Si on accentue à juste titre le réalisme eucharistique en montrant que « ceci » c’est le Corps du
Christ c’est-à-dire le pain fait corps, Jésus nous dit en saint Jean que c’est Lui qui devient pain, le
vrai pain. Dans le cas du réalisme eucharistique, du changement du pain en Corps du Christ, on met
en valeur évidemment le pouvoir du ministre ordonné de confectionner le Corps du Christ. Mais si
on met en valeur l’autre dimension, celle qu’on trouve chez saint Jean au chapitre 6, on met
davantage en valeur le don de Jésus tout entier. En effet, « le pain que je donnerai, dit Jésus, c’est
ma chair pour la vie du monde ». L’évangéliste saint Luc, quand il nous présente quelques demandes
de la prière dominicale, du Pater noster, au lieu de dire « donne-nous notre pain quotidien », dit
« donne-nous notre pain supersubstantiel » c’est-à-dire ce vrai pain, Jésus fait vrai pain. En
mangeant ce vrai pain, ce pain supersubstantiel, on s’assimile les dispositions intérieures de Jésus.
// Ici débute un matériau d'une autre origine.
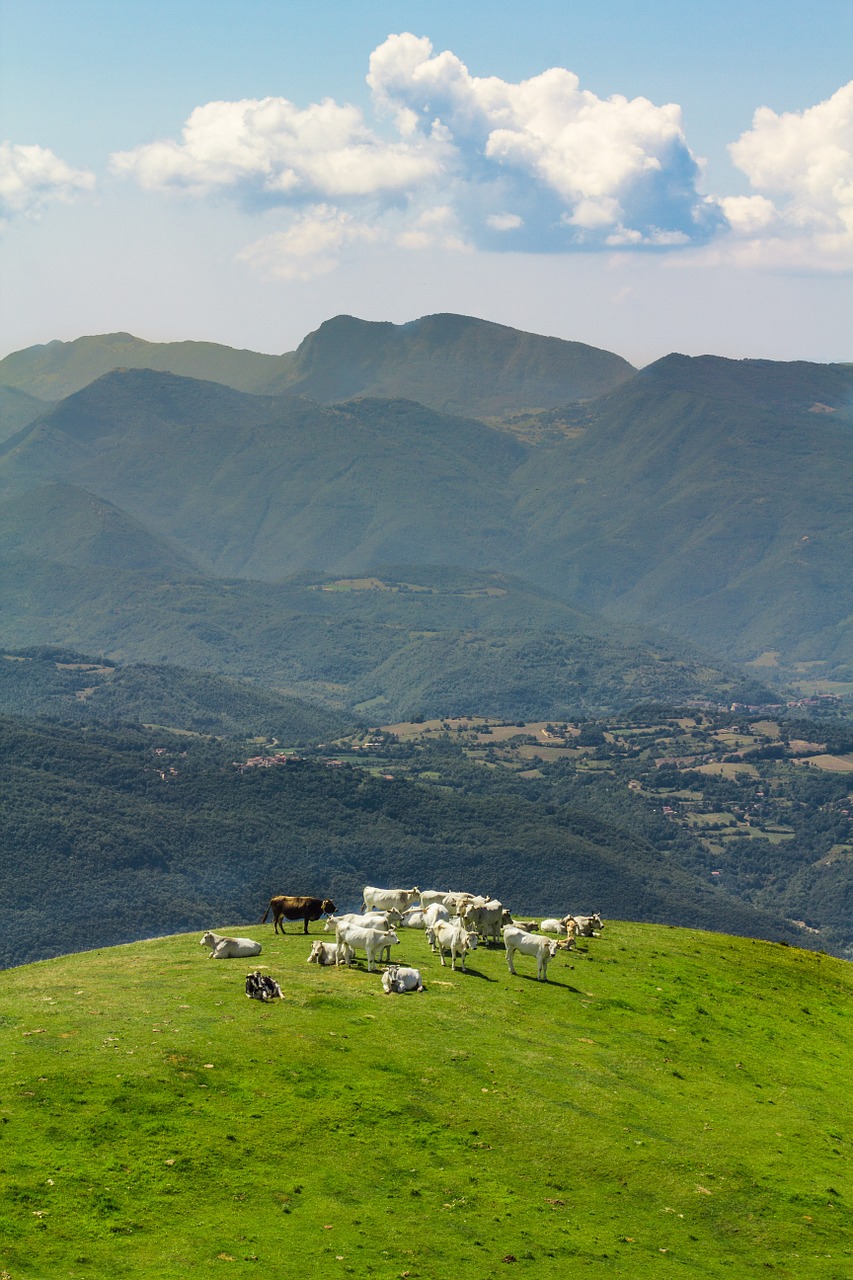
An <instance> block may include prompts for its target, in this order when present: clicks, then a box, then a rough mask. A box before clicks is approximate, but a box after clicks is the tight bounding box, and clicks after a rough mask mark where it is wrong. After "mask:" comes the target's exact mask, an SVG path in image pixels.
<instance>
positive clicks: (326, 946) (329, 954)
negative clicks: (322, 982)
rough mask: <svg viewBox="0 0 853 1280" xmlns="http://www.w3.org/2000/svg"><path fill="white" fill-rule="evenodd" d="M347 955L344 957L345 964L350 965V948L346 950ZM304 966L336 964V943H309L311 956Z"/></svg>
mask: <svg viewBox="0 0 853 1280" xmlns="http://www.w3.org/2000/svg"><path fill="white" fill-rule="evenodd" d="M346 951H347V955H346V957H345V961H343V963H345V964H350V961H351V960H352V947H347V948H346ZM305 963H306V964H337V963H338V945H337V942H320V940H319V938H318V940H316V942H313V943H311V955H310V956H309V957H307V960H306V961H305Z"/></svg>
Et quelles sont ces dispositions ? Jésus nous dit au chapitre 4 de saint Jean : « Ma nourriture est de
faire la volonté de Celui qui m’a envoyé et d’accomplir Son œuvre ».
Enfin, à la multiplication des pains, du pain, répond l’unification du Corps du Christ, c’est-à-dire
l’Eglise, le corps mystique. On trouve ainsi dans ce livre très ancien au sujet du pain destiné à
l’Eucharistie, qu’on appelle la Didachè et qui remonte à la fin du premier siècle de notre ère :
« comme ce pain rompu d’abord dispersé sur les montagnes (c’est-à-dire à l’état d’épis) a été
recueilli pour devenir un, qu’ainsi ton Eglise soit rassemblée des extrémités de la terre dans ton
royaume ». Amen.
15 03 2015
Homélie retranscrite à partir d’un enregistrement.